Technical vocabulary. v2 includes f-stops, focal lengths, ISO values, and film stock references. It learned these from the Claude-generated training data, which was designed to mimic how professional photographers think about images.

Compositional awareness. v2 talks about where things are in the frame — “shot from a low angle,” “the child and kite at the top of the frame,” “shot from slightly to the side.” v1 rarely considers composition.

Mood and meaning. v2 often ends with a thematic statement — “the image is about domestic life at its most domestic” or “the persistence of strategy and the cost of knowledge.” v1 never does this.

Where v2 Still Fails

Hallucination. v2 turned “old man playing chess” into a scene with a mahjong table. The chess pieces are there, but so is the wrong game. v1 hallucinated too (deer instead of wolf), but v2’s hallucinations are subtler and harder to catch.

Repetitive phrasing patterns. v2 has its own verbal tics. It loves the em-dash construction (“the sky above — the colors from deep rose”) and often ends with philosophical statements that can feel overwrought.

Speed. Nearly 2x slower at 4.8 seconds per prompt vs 2.6 seconds. The larger vocabulary (151K vs 50K tokens) and deeper architecture (28 vs 24 layers) have a real cost.

Training on Apple Silicon

I trained v2 on an M4 Pro MacBook with 64GB unified memory. It was not a smooth ride.

MPS Training Survival Guide

Use HuggingFace Trainer
Not raw PyTorch loops
float32 precision
Not BF16 (yet)
batch_size=1
With gradient accumulation
Gradient checkpointing
For anything over ~300M params
PYTORCH_MPS_HIGH_WATERMARK_RATIO=0.0
Disable memory limits
Monitor disk space
Before long training runs

Final Training Config

Qwen3-0.6B
596M params
Full fine-tune
All params unfrozen
4 epochs
1,120 steps
float32
~9.2 GB peak
2h 50m
M4 Pro, 64GB

The Verdict

Architecture and data quality matter more than size. A 596M model from 2025, trained on 9,400 Claude-generated pairs, decisively beats a 355M model from 2019 trained on scraped web data. The improvement isn’t subtle — it’s the difference between “generic AI fluff” and “this reads like a photographer’s notes.”

But it’s not a clean win. v2 is slower, still hallucinates (just more subtly), and has its own repetitive patterns. The philosophical endings feel like a Claude fingerprint in the training data — the model learned Claude’s tendency to find meaning in everything.

The biggest surprise was the training data. 9,400 clean, purposeful pairs produced a better model than whatever scraped dataset v1 used. In retrospect, this is obvious: a model can only be as good as what it learns from.

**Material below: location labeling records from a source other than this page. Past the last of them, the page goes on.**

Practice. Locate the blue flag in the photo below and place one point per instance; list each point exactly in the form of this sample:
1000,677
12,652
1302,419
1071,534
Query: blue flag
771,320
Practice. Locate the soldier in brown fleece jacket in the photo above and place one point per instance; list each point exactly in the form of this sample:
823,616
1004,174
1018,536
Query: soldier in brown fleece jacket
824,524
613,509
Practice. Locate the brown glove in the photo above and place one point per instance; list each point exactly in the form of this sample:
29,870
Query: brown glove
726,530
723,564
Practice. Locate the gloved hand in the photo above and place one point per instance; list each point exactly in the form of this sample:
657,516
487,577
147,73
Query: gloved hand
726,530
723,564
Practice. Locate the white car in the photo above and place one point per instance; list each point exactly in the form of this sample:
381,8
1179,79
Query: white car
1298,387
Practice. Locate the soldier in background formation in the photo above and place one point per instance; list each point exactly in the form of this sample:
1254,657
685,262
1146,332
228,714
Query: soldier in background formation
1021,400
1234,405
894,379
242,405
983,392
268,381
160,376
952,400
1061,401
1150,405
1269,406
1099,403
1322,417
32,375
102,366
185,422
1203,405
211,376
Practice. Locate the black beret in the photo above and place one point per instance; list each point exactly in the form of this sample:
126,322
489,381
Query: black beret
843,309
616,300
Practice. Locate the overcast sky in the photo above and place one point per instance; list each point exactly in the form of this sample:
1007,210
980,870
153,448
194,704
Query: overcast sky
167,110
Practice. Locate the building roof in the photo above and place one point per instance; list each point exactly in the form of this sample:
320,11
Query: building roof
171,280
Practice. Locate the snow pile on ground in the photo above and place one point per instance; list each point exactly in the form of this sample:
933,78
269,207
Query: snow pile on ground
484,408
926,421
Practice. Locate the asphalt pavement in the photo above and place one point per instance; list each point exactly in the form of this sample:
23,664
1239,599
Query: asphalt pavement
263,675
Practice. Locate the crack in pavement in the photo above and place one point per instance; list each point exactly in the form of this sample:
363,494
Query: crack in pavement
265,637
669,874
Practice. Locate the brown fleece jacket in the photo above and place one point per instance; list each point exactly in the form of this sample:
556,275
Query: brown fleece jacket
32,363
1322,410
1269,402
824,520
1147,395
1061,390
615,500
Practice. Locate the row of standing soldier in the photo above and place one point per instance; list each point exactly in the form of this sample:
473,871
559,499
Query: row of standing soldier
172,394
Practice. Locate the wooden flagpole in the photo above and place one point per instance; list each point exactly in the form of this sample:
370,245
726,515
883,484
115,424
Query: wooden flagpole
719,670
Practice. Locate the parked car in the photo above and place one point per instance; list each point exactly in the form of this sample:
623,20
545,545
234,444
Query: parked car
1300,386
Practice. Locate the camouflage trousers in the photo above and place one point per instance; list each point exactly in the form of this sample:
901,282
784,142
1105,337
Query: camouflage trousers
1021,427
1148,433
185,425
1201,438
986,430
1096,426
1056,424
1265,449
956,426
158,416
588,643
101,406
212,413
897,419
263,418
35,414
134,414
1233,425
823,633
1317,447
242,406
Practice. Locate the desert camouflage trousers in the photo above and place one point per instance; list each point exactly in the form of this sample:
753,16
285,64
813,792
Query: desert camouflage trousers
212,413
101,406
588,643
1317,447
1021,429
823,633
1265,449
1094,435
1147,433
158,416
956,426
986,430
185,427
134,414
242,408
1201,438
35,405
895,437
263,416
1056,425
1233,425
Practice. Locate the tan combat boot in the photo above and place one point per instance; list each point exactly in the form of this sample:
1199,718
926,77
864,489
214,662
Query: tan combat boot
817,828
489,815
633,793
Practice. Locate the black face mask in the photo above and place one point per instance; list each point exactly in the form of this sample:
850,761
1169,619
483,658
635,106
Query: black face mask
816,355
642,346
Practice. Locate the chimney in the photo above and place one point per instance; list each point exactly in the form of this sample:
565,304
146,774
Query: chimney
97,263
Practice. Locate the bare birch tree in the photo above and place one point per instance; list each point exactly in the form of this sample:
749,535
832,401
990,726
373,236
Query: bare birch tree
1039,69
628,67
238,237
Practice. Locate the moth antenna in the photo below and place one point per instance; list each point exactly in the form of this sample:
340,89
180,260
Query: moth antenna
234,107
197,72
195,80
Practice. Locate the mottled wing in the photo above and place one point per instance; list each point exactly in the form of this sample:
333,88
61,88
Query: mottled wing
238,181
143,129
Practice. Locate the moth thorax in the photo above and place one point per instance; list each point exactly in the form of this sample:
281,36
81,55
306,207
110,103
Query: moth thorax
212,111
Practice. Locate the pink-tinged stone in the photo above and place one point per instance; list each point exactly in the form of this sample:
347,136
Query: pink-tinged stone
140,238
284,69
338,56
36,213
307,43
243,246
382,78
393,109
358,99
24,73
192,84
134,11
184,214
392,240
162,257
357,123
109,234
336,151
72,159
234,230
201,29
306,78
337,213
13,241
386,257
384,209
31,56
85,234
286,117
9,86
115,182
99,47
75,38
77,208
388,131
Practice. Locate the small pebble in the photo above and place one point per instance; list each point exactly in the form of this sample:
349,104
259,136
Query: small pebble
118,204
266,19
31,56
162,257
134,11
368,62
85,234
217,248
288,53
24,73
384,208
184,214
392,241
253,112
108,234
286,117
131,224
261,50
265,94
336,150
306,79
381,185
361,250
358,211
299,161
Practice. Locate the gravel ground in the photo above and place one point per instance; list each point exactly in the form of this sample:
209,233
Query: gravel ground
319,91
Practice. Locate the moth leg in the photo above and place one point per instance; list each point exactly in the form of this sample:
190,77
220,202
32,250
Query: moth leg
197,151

Garbage in, generic out. Claude in, Claude-like out.

The Plot Twist: Do We Even Need This?

Here’s the thing nobody talks about: image generators have gotten really good at understanding simple prompts.

When I generated images from the basic inputs, v1 outputs, and v2 outputs using Grok Imagine, something unexpected happened. The basic one-liner — “sunset over the ocean,” “rainy tokyo street” — often produced images that were just as good as the expanded prompts. Sometimes better.

Modern image generators internally enhance your prompt before generating. They add lighting, composition, and style details automatically. The gap between “sunset over the ocean” and a 150-word detailed expansion has narrowed dramatically since 2023.

Where prompt expansion still matters:

  • Specific creative vision: When you want something particular that the generator wouldn’t default to
  • Technical control: Specific camera, lens, film stock when the default isn’t what you want
  • Avoiding hallucinations: v1 turned a wolf into a deer — a more detailed correct prompt prevents that
  • Consistency: Detailed prompts produce more predictable results across multiple generations

Where it doesn’t: if you just want “a good sunset photo,” typing those four words might genuinely be enough in 2026.

What’s Next

The real value of prompt expansion may be shifting from “make the image better” to “make the image yours.” Default AI images are polished but generic. Detailed prompts let you express a specific creative intent that the generator can’t guess from four words.

The training data and model are published — anyone can try it, fine-tune further, or use the dataset for their own experiments.